Recycled Sterling Silver, Stainless Steel & Niobium Fasteners
2.4 x 1.4 x 0.2 inch
Snowflake coral polyps reaching to invade more shores



The idea for a snowflake coral series came to me as I was observing the invasive species while SCUBA diving in the Hawaiian Islands. The earring designs began as hand drawings. The digitized drawings were converted into CAD drawings and sent to a local machine shop to be laser cut into sheets of sterling silver. Laser technology for the shiny highly conductive metal was a hurdle jumped with the help of the research department of a global laser equipment company. The earrings were hand built and hand finished.

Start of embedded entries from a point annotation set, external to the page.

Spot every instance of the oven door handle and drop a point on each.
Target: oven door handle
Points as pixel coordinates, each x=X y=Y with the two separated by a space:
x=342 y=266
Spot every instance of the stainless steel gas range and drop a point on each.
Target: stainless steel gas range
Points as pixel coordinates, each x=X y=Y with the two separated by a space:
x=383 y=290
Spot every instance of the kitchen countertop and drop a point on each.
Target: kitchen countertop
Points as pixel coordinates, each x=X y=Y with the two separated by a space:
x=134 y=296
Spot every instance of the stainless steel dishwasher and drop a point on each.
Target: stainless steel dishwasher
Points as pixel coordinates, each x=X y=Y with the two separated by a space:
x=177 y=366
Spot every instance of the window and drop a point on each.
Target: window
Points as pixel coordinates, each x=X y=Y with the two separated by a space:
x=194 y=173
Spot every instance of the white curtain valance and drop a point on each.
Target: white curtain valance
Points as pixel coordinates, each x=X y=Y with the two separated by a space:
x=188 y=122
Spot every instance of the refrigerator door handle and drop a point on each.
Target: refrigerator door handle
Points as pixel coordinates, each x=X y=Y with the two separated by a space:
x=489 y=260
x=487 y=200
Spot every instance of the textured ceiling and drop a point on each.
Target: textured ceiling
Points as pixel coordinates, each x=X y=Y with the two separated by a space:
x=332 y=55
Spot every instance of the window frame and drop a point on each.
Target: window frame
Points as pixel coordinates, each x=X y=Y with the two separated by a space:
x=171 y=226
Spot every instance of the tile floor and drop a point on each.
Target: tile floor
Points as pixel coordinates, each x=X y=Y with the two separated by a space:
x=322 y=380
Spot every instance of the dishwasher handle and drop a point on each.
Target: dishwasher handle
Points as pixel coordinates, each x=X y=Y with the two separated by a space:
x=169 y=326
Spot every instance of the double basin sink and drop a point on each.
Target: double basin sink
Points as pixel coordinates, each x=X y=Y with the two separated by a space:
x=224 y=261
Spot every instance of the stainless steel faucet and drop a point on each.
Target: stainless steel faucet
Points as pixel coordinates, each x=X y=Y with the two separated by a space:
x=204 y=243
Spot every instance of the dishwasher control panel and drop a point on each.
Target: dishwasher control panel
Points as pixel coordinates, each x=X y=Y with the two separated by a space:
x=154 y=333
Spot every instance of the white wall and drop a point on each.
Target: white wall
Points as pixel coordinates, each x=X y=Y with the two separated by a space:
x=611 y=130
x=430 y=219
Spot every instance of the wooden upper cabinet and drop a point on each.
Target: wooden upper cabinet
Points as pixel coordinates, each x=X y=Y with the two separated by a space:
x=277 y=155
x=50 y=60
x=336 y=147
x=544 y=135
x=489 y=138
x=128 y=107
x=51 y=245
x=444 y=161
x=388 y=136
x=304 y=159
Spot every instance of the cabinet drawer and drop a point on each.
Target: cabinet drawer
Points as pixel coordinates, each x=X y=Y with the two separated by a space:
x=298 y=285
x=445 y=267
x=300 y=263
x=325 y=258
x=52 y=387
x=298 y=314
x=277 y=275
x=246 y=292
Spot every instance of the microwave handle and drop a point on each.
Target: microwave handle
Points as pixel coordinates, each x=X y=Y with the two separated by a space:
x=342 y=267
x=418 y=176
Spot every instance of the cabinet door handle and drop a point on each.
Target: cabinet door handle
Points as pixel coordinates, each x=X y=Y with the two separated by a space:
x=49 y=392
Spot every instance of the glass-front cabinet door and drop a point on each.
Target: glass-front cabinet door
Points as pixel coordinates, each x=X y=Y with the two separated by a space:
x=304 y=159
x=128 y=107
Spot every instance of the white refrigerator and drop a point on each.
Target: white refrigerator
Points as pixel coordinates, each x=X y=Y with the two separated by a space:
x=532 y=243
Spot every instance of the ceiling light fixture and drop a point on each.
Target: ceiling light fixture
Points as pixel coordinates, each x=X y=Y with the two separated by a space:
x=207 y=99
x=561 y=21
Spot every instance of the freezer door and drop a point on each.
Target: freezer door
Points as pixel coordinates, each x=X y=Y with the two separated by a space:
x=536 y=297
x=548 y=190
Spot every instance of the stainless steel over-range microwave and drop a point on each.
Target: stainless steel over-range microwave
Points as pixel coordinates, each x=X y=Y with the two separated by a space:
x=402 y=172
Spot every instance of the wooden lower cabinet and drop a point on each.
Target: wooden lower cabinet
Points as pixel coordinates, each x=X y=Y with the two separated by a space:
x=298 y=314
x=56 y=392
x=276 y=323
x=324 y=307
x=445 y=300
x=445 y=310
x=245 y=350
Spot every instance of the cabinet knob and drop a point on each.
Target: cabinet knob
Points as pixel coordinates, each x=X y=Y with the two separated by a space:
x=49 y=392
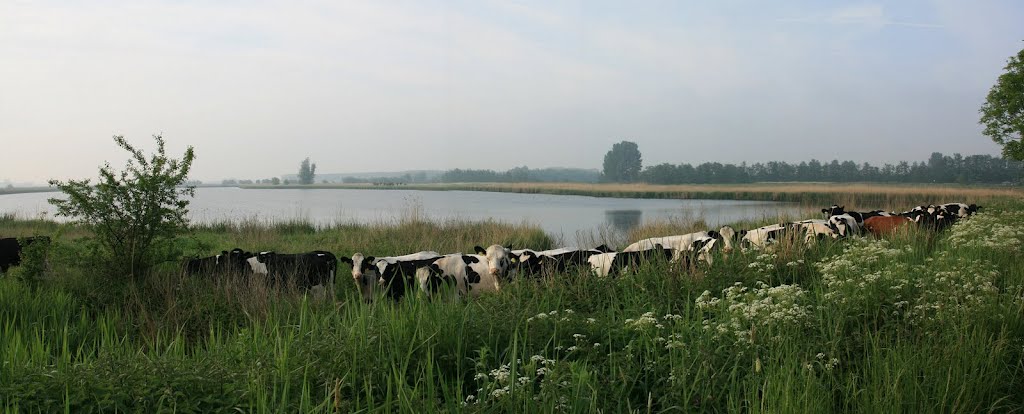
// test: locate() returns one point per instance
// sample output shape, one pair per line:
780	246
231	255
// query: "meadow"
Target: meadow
921	322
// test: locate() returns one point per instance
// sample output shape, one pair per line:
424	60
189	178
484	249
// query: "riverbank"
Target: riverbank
853	195
835	327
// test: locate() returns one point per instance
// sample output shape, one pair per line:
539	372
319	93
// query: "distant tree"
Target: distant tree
623	163
134	214
1003	112
307	172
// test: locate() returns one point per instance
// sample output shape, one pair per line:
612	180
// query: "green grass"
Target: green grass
925	323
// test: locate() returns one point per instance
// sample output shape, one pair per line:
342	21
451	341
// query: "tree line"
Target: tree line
938	168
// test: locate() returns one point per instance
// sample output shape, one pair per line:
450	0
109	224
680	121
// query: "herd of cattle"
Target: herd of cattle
486	268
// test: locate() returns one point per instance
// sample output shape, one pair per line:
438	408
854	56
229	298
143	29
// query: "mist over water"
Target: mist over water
567	218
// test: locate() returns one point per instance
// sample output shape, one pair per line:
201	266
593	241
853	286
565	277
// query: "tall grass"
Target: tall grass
921	323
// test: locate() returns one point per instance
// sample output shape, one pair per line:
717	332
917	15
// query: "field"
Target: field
918	323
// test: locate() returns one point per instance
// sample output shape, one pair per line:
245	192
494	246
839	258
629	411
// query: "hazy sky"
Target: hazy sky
256	86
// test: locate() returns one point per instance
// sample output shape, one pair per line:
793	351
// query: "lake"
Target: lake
565	217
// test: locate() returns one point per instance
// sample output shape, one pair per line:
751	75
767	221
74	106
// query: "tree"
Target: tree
307	172
136	213
1003	112
623	163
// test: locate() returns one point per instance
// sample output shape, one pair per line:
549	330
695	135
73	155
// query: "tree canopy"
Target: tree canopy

Snowflake Coral is one species of coral that might survive and thrive in the ocean while other species struggle. Snowflake Coral polyps travel around the world in ship bilges. When the ship docks, polyps leave the bilge with the sea water and attach to the local reef, build colonies, and send out more polyps. The newly colonized shores frequently have no Snowflake Coral predators, such as the Hawaiian islands of Lanai’i and Hawai’i where I witnessed the coral.

How and why the sea and it’s creatures change is important for me to voice in my art. Humans deconstruct nature to figure it out. Corporations rebuild nature as genetically modified organisms. Plastics and other contaminants in our oceans lead to genetic mutations. My snowflake coral designs are modifications of the organisms deconstructed into flat layers of recycled sterling silver. Reconstructed with industrially produced stainless steel screws and nuts, my snowflake coral earrings are wearable portrayals of stories within our oceans. Suede and hide scraps from a local purse maker add eye catching color.